Por uno u otro lado, Smith logra recomponer el dolor de la pérdida de una de las personas más importantes de su vida para dar la relevancia pública e internacional que no sabemos si su amigo llegó a conseguir en vida. Durante hojas y hojas encandila con esa prosa ágil y vívida en la que deja ver cómo las decisiones de sus primeros pasos en la Gran Manzana estuvieron influenciadas por el perfil de un chiquillo de familia católica, y un atractivo parece ser que letal, que no supo mantener un trabajo estable en toda su vida, que perseguía por encima de todo la fama y el reconocimiento y que acabó sus días enfermo en un gran loft que le compró su mecenas (GUIÓN) admirador (no correspondido) millonario.

“La capacidad de adaptación de Robert a aquellas situaciones seguía asombrándome. Era tímido cuando nos conocimos, pero entraba en el Max (bar de moda en el círculo artístico en la década de los 60-70 en Nueva York) y lo veía florecer”, relata la cantante, poeta, escritora, fotógrafa… Lo que se deja ver, al mismo tiempo, es cómo ese artista recogido, transformado en un fotógrafo con gustos extravagantes, ponía sonrisas y limaba asperezas cuando el ambiente under y alternativo del Manhattan de la época así lo requería. Me la imagino mirándole con desaprobación o condescendencia, ella que le conocía de verdad, y preguntándose: ¿pero qué está haciendo?

Conforme crece su relación, esa dependencia puede (incluso) llegar a ser molesta. “Sentí que no podía exponer en una galería de aquella talla sin Robert”, porque (se da a entender) ella nunca sería lo suficientemente buena sin él. Al mismo tiempo era casi exagerado cómo admiraba lo que él hacía, mientras el joven se dedicaba a fotografiar hombres desnudos, creando confusión y controversia a partes iguales. Patti clama de su eterno amigo: “Había elevado la fotografía a la categoría de arte”. Seguramente él sí que consiguió llegar a lo más alto sin su ayuda.

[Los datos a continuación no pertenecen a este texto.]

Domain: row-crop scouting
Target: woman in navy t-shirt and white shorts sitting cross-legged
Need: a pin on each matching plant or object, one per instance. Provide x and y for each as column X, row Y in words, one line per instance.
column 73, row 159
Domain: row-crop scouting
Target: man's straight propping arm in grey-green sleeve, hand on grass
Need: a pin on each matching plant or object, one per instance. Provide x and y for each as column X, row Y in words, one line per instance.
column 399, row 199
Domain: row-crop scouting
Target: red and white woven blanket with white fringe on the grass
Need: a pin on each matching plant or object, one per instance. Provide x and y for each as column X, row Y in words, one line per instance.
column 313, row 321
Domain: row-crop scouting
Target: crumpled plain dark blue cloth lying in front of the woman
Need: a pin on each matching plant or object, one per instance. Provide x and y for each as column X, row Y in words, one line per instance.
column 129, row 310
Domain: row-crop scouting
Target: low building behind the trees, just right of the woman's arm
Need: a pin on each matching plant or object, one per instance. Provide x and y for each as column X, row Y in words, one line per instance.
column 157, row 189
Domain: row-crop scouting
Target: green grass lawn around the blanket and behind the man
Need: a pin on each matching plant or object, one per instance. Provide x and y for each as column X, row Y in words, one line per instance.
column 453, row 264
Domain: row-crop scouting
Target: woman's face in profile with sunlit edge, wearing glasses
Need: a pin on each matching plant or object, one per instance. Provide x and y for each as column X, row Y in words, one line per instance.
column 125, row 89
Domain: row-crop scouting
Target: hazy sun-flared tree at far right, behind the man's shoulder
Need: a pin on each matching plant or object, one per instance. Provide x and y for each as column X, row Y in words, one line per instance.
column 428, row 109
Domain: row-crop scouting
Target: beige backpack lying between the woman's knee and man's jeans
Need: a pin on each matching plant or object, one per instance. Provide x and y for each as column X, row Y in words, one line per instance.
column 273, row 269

Un día, eso sí, Patti sí fue capaz de hacer las maletas y mudarse con el hombre que quería. Ahí sí que no lo detalla, pero parece que no buscó el tierno y considerado beneplácito de su amigo. Pero esto no siempre fue así. En algún momento del libro, Patti buscaba la aprobación de Robert para sus parejas, y si (como solía suceder) no la conseguía, ambos acababan distanciándose por un tiempo. Es lo que pasó con la relación, por ejemplo, que mantuvo a finales de los 60 con Sam Shepard. Por aquel entonces todavía un niño, pero con un historial dramatúrgico más que notable. Y sentimental. De hecho estaba casado y con un hijo cuando mantuvo ese breve romance con Smith.

Todo esto, en todo caso, para acercarse más a su amigo perdido. Para recuperarle haciendo presente algunos de sus recuerdos más relevantes. Aquellos en los que, en definitiva, dos veinteñeros están descubriendo qué tienen que ofrecer al mundo.

Casi llegando al final del libro, cuando parece que las andanzas del Hotel Chelsea y las debilidades han quedado superadas, ella vuelve a caer con un: “Se había convertido en un hombre pero, en su presencia, yo me sentía una adolescente”.

Es curioso como, mientras algunas personas te hacen crecer, otras aparecen en tu vida para aprender a superarlas y salir, por fin, del punto de partida del que no te dejan moverte. Ella luchó no obstante hasta el final de su enfermedad por cuidarle y que se quedara a su lado: “Lo había intentado todo: de la ciencia al vudú. Todo menos rezar”. Quizás lo único que quedaba por hacer era dejarle ir.